昨日からここでの1日に必要な水分量に対して、摂取している水が少なすぎる。

体液濃度うんぬんはさておき、とにかく水を飲まなければ倒れてしまう。

ここで倒れたら助けてくれるものは一人もいない。

女神は……こんな状態でもなんの反応もないことから期待できないだろう。

不安でパニックになりそうだ。


「考えろ、冷静になれ……そうだ、とりあえずLvもあがってMPにはまだ余裕があるから水を作り出そう。」


生活水を賄えるほどの水を生成し続けるにはMPが足りないものの、今動くための一杯を作り出すだけの余裕はある。

緊急時の為や生活基盤を整える為にもMPは有効に使いたい為、一杯だけ飲んだら自然から水を得る方法を探すんだ。


水生成(クリエイトウォーター)。あっあっゴボボボボ!!」


手から生成した水だが、うまく量を調整できなかったので口からあふれてしまう。

仕方ないので頭からかぶって体温を一気に冷やした。

一瞬鳥肌が立ち、だがすぐにこの暑さに引っ込んでいく。


「ふーちべたい……冷静じゃなかったな、普通に瓶に入れればよかったのに。」


思考能力を奪われていたということにしておこう。

俺がうっかりさんなわけじゃない。


「文字通り頭を冷やしたし、今度こそ冷静になって考えろ。まだ摂取するべき水分量には満たないんだ。
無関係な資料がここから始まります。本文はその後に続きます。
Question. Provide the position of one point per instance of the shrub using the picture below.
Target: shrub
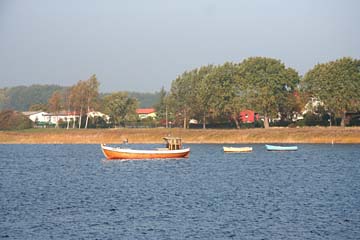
(12, 120)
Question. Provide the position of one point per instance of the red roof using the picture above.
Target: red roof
(145, 110)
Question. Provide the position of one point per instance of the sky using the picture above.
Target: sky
(142, 45)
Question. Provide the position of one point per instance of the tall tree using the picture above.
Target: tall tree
(55, 104)
(120, 107)
(267, 84)
(225, 96)
(182, 96)
(336, 84)
(161, 106)
(203, 93)
(92, 93)
(78, 99)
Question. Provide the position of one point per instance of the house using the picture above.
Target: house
(51, 119)
(144, 113)
(248, 116)
(38, 116)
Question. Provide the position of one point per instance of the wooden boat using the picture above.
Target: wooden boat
(281, 148)
(237, 149)
(173, 150)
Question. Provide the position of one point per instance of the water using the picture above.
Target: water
(72, 192)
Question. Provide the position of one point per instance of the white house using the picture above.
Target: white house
(38, 116)
(144, 113)
(44, 118)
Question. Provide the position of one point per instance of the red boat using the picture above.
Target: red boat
(173, 150)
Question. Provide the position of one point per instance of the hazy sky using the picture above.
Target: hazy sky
(142, 45)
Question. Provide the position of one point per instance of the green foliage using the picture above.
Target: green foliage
(268, 86)
(146, 100)
(120, 107)
(161, 106)
(12, 120)
(336, 84)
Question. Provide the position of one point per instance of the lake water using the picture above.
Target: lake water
(72, 192)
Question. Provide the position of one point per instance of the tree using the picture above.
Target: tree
(120, 107)
(92, 93)
(336, 84)
(12, 120)
(55, 103)
(225, 92)
(182, 96)
(267, 84)
(161, 106)
(78, 99)
(39, 107)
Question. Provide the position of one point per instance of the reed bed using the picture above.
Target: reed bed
(155, 135)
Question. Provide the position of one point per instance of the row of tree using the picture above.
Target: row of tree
(216, 93)
(265, 85)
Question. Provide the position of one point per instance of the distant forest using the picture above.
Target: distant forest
(20, 98)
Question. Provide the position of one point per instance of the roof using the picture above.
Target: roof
(145, 110)
(29, 113)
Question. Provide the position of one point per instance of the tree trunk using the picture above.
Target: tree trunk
(80, 117)
(204, 121)
(343, 118)
(266, 121)
(185, 119)
(236, 122)
(87, 117)
(166, 118)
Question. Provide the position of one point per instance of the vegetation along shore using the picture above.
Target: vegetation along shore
(336, 135)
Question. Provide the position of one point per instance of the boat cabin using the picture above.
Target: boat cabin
(173, 143)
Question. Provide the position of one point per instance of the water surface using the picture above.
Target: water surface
(72, 192)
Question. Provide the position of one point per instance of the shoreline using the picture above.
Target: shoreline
(327, 135)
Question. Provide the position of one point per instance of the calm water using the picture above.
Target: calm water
(71, 192)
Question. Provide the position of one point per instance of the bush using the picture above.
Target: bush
(12, 120)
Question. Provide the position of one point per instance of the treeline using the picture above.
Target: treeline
(216, 94)
(23, 98)
(265, 85)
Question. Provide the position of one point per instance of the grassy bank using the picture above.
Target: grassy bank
(115, 136)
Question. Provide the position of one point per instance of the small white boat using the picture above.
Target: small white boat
(237, 149)
(281, 148)
(173, 150)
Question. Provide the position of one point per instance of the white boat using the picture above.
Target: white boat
(281, 148)
(173, 150)
(237, 149)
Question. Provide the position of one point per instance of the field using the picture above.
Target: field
(155, 135)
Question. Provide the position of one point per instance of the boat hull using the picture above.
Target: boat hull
(119, 153)
(281, 148)
(237, 149)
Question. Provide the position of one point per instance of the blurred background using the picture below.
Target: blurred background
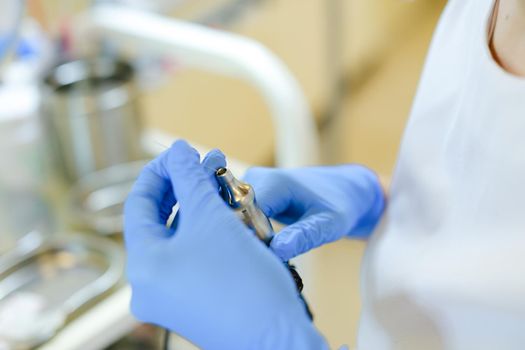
(88, 94)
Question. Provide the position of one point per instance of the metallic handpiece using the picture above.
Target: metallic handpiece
(241, 198)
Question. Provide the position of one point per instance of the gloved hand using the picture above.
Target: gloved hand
(208, 279)
(320, 204)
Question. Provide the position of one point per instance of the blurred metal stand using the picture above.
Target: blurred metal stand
(228, 54)
(92, 115)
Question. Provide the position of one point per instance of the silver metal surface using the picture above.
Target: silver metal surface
(92, 115)
(45, 288)
(96, 201)
(241, 198)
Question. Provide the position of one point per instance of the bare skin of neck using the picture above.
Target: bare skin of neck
(508, 40)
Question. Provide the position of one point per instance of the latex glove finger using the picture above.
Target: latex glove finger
(143, 223)
(306, 234)
(272, 194)
(190, 182)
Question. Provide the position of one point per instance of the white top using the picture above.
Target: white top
(446, 267)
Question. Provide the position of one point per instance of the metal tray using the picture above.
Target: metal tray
(97, 200)
(42, 290)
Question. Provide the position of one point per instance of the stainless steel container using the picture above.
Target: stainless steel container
(92, 115)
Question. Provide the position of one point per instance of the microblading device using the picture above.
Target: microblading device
(240, 196)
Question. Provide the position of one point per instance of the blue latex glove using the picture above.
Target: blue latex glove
(321, 204)
(208, 279)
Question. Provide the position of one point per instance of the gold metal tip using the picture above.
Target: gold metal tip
(221, 171)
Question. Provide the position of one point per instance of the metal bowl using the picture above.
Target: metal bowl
(96, 201)
(43, 289)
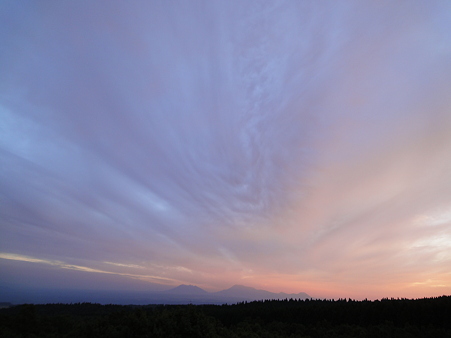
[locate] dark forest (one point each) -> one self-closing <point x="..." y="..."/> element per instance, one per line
<point x="428" y="317"/>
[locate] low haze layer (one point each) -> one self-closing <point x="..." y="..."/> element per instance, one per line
<point x="284" y="145"/>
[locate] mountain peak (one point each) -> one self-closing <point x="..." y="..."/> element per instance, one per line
<point x="187" y="289"/>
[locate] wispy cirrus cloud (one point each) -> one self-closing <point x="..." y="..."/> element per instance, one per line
<point x="296" y="146"/>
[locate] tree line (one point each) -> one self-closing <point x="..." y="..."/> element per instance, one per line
<point x="269" y="318"/>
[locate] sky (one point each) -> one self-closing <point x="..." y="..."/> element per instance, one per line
<point x="291" y="146"/>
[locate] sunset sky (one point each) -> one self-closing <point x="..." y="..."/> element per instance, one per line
<point x="294" y="146"/>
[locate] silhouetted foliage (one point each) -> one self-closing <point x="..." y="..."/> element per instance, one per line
<point x="427" y="317"/>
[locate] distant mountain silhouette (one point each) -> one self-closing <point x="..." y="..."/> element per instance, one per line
<point x="187" y="290"/>
<point x="182" y="294"/>
<point x="248" y="293"/>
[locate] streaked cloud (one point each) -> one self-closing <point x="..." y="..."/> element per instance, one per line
<point x="296" y="146"/>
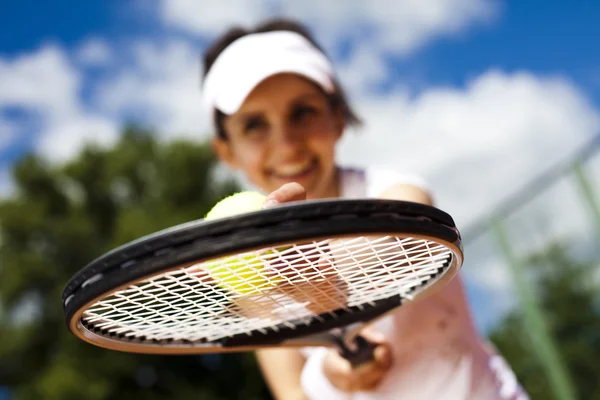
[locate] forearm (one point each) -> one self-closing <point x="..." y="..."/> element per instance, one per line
<point x="281" y="369"/>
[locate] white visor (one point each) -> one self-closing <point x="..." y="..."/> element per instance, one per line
<point x="253" y="58"/>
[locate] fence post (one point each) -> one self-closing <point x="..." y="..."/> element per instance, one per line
<point x="588" y="195"/>
<point x="533" y="318"/>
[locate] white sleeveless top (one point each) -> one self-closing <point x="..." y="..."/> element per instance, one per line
<point x="437" y="351"/>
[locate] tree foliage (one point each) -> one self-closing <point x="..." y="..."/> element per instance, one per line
<point x="62" y="217"/>
<point x="567" y="292"/>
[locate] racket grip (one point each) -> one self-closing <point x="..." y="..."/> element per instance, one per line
<point x="362" y="354"/>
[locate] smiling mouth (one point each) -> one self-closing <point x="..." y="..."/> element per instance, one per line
<point x="297" y="173"/>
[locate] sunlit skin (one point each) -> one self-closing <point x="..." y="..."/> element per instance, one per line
<point x="285" y="131"/>
<point x="283" y="139"/>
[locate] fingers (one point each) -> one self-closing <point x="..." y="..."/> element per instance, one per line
<point x="289" y="192"/>
<point x="363" y="377"/>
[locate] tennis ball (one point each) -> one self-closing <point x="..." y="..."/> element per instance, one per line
<point x="243" y="273"/>
<point x="236" y="204"/>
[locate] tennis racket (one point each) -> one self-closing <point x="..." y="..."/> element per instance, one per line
<point x="310" y="273"/>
」


水を得る方法は地下水から汲み上げる以外にもあるはずだ。

なぜ地下には水があるのか、その理由を考えればこの乾燥した荒野のどこに水があるかもわかる。


「ここは麓だけど、もっと下ったところには岩場があったな、どれ。」


俺は緩やかな傾斜を下り、所々が切り立った岩場に降りる。

目当ては日陰にある岩。


「この岩なんかいいんじゃないか? 日陰にあって地面は砂地で掘りやすい。」


徐に手槍を使い、砂を掘っていく。

すぐに湿った砂が現れるのは、公園の砂場と同じだ。


「表面の水が無くなるのは直射日光での蒸発やこの乾燥のせいが主だろう……あとは植木鉢亀(プランタートータス)もか。地下水があるのは、水を通しにくい地層でそれらの理由から水が守られているから──つまり、だ。」


砂を掘り進めるとじんわりと水が染み出し、土で濁った水が溜まっていった。

大きな岩によって乾燥や蒸発から守られ、かつ日陰なので掘れる程度の地下でも水が保存されやすいのだ。
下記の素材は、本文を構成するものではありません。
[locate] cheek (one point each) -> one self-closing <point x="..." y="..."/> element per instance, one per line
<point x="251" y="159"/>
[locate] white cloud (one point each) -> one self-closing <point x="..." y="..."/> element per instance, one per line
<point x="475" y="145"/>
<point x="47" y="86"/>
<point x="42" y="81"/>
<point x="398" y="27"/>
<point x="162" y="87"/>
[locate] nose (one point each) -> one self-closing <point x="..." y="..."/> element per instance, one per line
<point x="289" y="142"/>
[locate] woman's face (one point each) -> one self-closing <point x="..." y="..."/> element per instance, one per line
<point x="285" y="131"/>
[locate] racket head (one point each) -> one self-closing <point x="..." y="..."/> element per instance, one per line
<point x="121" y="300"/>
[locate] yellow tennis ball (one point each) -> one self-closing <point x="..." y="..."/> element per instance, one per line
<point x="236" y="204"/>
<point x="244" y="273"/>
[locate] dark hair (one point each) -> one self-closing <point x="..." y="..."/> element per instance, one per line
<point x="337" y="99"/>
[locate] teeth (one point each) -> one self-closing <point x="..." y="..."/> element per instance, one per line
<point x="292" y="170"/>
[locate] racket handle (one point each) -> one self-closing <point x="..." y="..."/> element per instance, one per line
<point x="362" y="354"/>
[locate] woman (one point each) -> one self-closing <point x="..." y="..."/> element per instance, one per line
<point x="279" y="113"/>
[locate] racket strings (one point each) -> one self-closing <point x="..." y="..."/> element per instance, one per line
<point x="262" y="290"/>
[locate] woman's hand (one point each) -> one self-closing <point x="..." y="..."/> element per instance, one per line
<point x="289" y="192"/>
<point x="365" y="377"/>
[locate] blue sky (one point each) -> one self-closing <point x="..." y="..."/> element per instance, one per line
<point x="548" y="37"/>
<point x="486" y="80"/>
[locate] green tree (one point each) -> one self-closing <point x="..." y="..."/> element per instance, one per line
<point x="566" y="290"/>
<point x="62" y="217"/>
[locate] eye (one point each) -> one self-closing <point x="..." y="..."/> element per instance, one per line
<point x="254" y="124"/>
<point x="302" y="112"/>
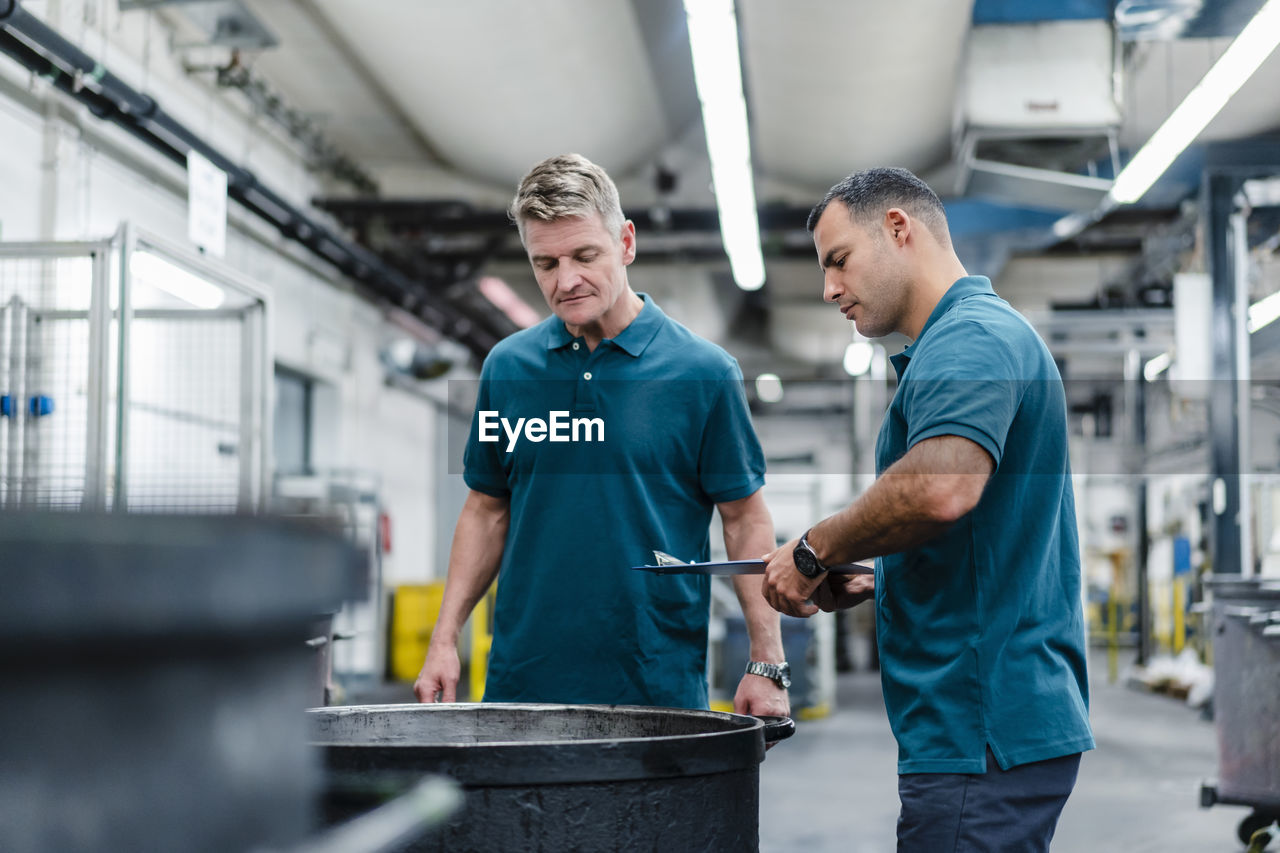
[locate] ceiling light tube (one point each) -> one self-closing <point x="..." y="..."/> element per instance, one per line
<point x="1264" y="311"/>
<point x="1156" y="366"/>
<point x="1228" y="74"/>
<point x="718" y="74"/>
<point x="161" y="274"/>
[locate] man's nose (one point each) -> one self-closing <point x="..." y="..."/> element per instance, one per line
<point x="568" y="274"/>
<point x="831" y="288"/>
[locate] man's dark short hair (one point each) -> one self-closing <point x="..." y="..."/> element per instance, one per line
<point x="871" y="192"/>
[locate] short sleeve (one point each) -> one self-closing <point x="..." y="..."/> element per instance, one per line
<point x="965" y="383"/>
<point x="481" y="461"/>
<point x="730" y="461"/>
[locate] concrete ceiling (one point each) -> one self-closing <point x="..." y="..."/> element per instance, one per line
<point x="456" y="100"/>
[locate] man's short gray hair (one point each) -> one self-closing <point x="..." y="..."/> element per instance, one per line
<point x="567" y="185"/>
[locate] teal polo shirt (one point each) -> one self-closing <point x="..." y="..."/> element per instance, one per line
<point x="663" y="433"/>
<point x="982" y="630"/>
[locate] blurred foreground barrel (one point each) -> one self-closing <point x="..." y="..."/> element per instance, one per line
<point x="155" y="673"/>
<point x="557" y="778"/>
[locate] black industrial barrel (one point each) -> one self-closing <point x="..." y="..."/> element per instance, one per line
<point x="1247" y="693"/>
<point x="557" y="778"/>
<point x="155" y="676"/>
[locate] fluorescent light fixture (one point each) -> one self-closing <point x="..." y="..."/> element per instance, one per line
<point x="768" y="387"/>
<point x="507" y="301"/>
<point x="1156" y="366"/>
<point x="158" y="273"/>
<point x="718" y="73"/>
<point x="1228" y="74"/>
<point x="858" y="357"/>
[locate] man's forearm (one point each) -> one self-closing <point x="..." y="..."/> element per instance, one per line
<point x="748" y="534"/>
<point x="913" y="502"/>
<point x="474" y="559"/>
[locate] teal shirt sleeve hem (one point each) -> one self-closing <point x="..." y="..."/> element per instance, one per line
<point x="493" y="488"/>
<point x="746" y="489"/>
<point x="963" y="430"/>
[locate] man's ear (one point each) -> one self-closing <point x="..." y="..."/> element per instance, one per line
<point x="629" y="242"/>
<point x="897" y="226"/>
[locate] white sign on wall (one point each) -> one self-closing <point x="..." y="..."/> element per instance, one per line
<point x="206" y="204"/>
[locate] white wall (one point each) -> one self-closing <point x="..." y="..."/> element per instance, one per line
<point x="67" y="176"/>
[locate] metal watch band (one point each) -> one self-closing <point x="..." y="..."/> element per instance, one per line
<point x="805" y="559"/>
<point x="777" y="673"/>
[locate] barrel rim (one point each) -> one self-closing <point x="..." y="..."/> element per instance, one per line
<point x="743" y="723"/>
<point x="506" y="763"/>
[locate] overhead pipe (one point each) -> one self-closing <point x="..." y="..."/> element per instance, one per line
<point x="42" y="50"/>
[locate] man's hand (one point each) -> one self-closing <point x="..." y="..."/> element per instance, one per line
<point x="760" y="697"/>
<point x="439" y="675"/>
<point x="785" y="588"/>
<point x="841" y="592"/>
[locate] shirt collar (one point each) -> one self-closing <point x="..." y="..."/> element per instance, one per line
<point x="963" y="287"/>
<point x="632" y="340"/>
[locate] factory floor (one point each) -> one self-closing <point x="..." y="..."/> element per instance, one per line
<point x="833" y="785"/>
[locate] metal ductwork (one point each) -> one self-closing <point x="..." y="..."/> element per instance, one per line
<point x="42" y="50"/>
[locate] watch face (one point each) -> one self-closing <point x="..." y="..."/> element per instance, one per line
<point x="805" y="562"/>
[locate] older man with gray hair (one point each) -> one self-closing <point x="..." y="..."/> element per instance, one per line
<point x="561" y="521"/>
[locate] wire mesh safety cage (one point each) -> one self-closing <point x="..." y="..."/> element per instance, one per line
<point x="179" y="424"/>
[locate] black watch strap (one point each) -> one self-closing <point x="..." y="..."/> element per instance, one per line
<point x="805" y="559"/>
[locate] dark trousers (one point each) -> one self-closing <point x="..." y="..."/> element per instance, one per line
<point x="1000" y="811"/>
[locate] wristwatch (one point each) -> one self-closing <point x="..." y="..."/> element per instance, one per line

「やったぜ、これでひと先ずは大丈夫──いや、この水にまじった土をどうにかしないとな。」


スキル病毒対抗があるので毒素はある程度大丈夫なのだろうが、土までカバーしているかどうかは怪しい。

もしカバーしていないのなら胃腸を弱らせる原因となり、下痢がおさまらず余計に水分を失う事につながる。

土を食べる話はいくつか例を聞いたが、飢餓などで食べた人たちはほぼ全てが死んでいった。

これは教訓にせねばなるいまい。